Torres Del Paine National Park | Patagonia Unbound

A must see is the Torres del Paine (pronounced PIE-nay) National Park or “Towers of Blue”. This national park is situated in Southern Chile and encompasses mountains, glaciers, lakes, and rivers. It was elected by National Geographic as the fifth most beautiful place in the world.

It has many famous and popular hikes each boasting spectacular views. Just make sure you plan adequately for the trip. Chile’s national parks do not offer the same services that national parks in the United States or Canada offer to lost or injured hikers. If you plan to go in you need to plan to get yourself back out.

The hikes in the park are not to be underestimated. The shortest hikes will take several hours. The longer ones can take several days and require that you pack your own gear and equipment with you.
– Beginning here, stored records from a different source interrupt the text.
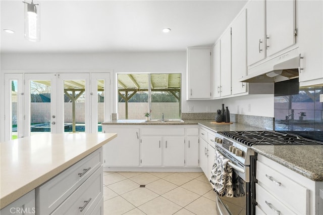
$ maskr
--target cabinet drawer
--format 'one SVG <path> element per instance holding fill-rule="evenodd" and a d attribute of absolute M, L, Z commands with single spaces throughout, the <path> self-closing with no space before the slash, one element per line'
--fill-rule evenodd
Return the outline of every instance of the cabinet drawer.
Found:
<path fill-rule="evenodd" d="M 207 132 L 205 130 L 200 129 L 200 137 L 202 138 L 205 141 L 207 142 Z"/>
<path fill-rule="evenodd" d="M 266 214 L 281 215 L 296 214 L 258 184 L 256 184 L 256 201 L 258 206 Z"/>
<path fill-rule="evenodd" d="M 288 204 L 299 214 L 308 213 L 309 191 L 306 188 L 259 160 L 257 161 L 256 176 L 258 183 L 268 188 L 267 190 L 280 201 Z"/>
<path fill-rule="evenodd" d="M 184 128 L 161 128 L 158 126 L 153 128 L 143 128 L 141 129 L 142 135 L 184 135 Z M 169 125 L 168 127 L 170 126 Z"/>
<path fill-rule="evenodd" d="M 51 214 L 91 214 L 102 196 L 103 166 L 101 165 Z"/>
<path fill-rule="evenodd" d="M 49 214 L 55 209 L 102 164 L 102 147 L 37 187 L 37 211 Z"/>

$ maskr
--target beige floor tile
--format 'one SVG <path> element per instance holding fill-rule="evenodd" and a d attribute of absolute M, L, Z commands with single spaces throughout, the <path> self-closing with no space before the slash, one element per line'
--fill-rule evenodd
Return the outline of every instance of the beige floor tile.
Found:
<path fill-rule="evenodd" d="M 135 209 L 124 213 L 123 215 L 146 215 L 146 213 L 136 207 Z"/>
<path fill-rule="evenodd" d="M 138 208 L 148 215 L 167 215 L 174 214 L 180 210 L 182 207 L 159 196 L 139 206 Z"/>
<path fill-rule="evenodd" d="M 159 179 L 158 177 L 152 175 L 150 173 L 144 173 L 142 174 L 131 178 L 130 179 L 139 184 L 146 185 L 153 181 L 157 181 Z"/>
<path fill-rule="evenodd" d="M 195 213 L 192 213 L 189 210 L 187 210 L 185 208 L 182 208 L 178 211 L 176 212 L 174 215 L 194 215 Z"/>
<path fill-rule="evenodd" d="M 127 179 L 127 178 L 118 173 L 114 173 L 103 177 L 103 184 L 104 185 L 109 185 L 125 179 Z"/>
<path fill-rule="evenodd" d="M 196 178 L 195 179 L 205 183 L 209 183 L 210 182 L 210 181 L 207 179 L 207 178 L 206 178 L 206 176 L 205 176 L 204 174 L 203 174 L 201 176 Z"/>
<path fill-rule="evenodd" d="M 113 190 L 106 187 L 103 186 L 103 201 L 106 201 L 111 198 L 118 196 L 119 195 L 115 192 Z"/>
<path fill-rule="evenodd" d="M 189 181 L 181 187 L 185 188 L 200 195 L 203 195 L 211 190 L 212 187 L 209 183 L 206 183 L 196 179 Z"/>
<path fill-rule="evenodd" d="M 203 196 L 191 203 L 185 208 L 197 215 L 217 214 L 216 203 Z"/>
<path fill-rule="evenodd" d="M 103 213 L 105 215 L 122 214 L 135 207 L 122 197 L 117 196 L 103 202 Z"/>
<path fill-rule="evenodd" d="M 135 189 L 121 195 L 121 196 L 136 207 L 142 205 L 159 195 L 144 187 Z"/>
<path fill-rule="evenodd" d="M 192 178 L 184 176 L 184 175 L 179 173 L 175 173 L 174 174 L 166 176 L 163 179 L 168 181 L 173 184 L 175 184 L 178 186 L 181 186 L 182 184 L 193 180 Z"/>
<path fill-rule="evenodd" d="M 174 174 L 175 173 L 170 173 L 168 172 L 149 172 L 149 173 L 151 174 L 151 175 L 153 175 L 155 176 L 157 176 L 158 178 L 163 178 L 166 177 L 166 176 L 168 176 L 169 175 Z"/>
<path fill-rule="evenodd" d="M 162 196 L 180 206 L 185 207 L 196 200 L 200 196 L 186 189 L 178 187 L 163 194 Z"/>
<path fill-rule="evenodd" d="M 211 199 L 212 201 L 217 201 L 217 199 L 216 199 L 217 194 L 213 190 L 213 189 L 210 190 L 209 191 L 204 194 L 203 196 L 205 197 L 205 198 L 207 198 L 209 199 Z"/>
<path fill-rule="evenodd" d="M 193 179 L 199 177 L 202 175 L 202 174 L 204 175 L 204 173 L 202 172 L 188 172 L 188 173 L 179 173 L 182 175 L 184 175 L 186 176 L 188 176 L 189 177 L 192 178 Z"/>
<path fill-rule="evenodd" d="M 129 179 L 142 174 L 143 173 L 140 172 L 118 172 L 118 173 Z"/>
<path fill-rule="evenodd" d="M 119 195 L 139 187 L 139 185 L 130 179 L 126 179 L 107 186 L 107 187 Z"/>
<path fill-rule="evenodd" d="M 164 179 L 155 181 L 146 185 L 146 188 L 149 189 L 159 195 L 164 194 L 176 187 L 177 187 L 177 185 L 165 181 Z"/>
The park has several campgrounds which hikers utilize. Some offer basic supplies to replace any that may get damaged on the trail. One camper described how his tent was damaged one night while he was setting it up. He was able to purchase replacement parts at the campground.

It is an isolated part of the world, but it’s also a huge attraction so you will see other trekkers on occasion. The park will get 150,000 visitors in one season.

The longest trail in the park, and incidentally the one with most bragging rights, is known as the “W” because the trail does in fact look like a “W”. Hikers can take a full day to hike to the towers, the namesake for the park. Or if hikers are looking for more of a challenge they can backpack along the popular “W” route in about five days. For the truly adventurous trekkers, the full circuit around the towers will take eight to nine days to complete.

There is a luxury hotel at the entrance to the park if camping and backpacking aren’t appealing options, but you’d still like to experience the park.

Trails are marked well and hikers are expected not to stray from the path. A certified guide is required to access some parts of the park. These arrangements need to be made before entering the park.

Visiting the park is recommended between late December and late February, during the southern summer. Not only because the weather conditions are optimal, but daylight hours are very long given the extreme southern latitude. Outside of this time frame, the weather becomes too extreme for the majority of the public. During the southern winter, daylight dwindles to only a few hours a day.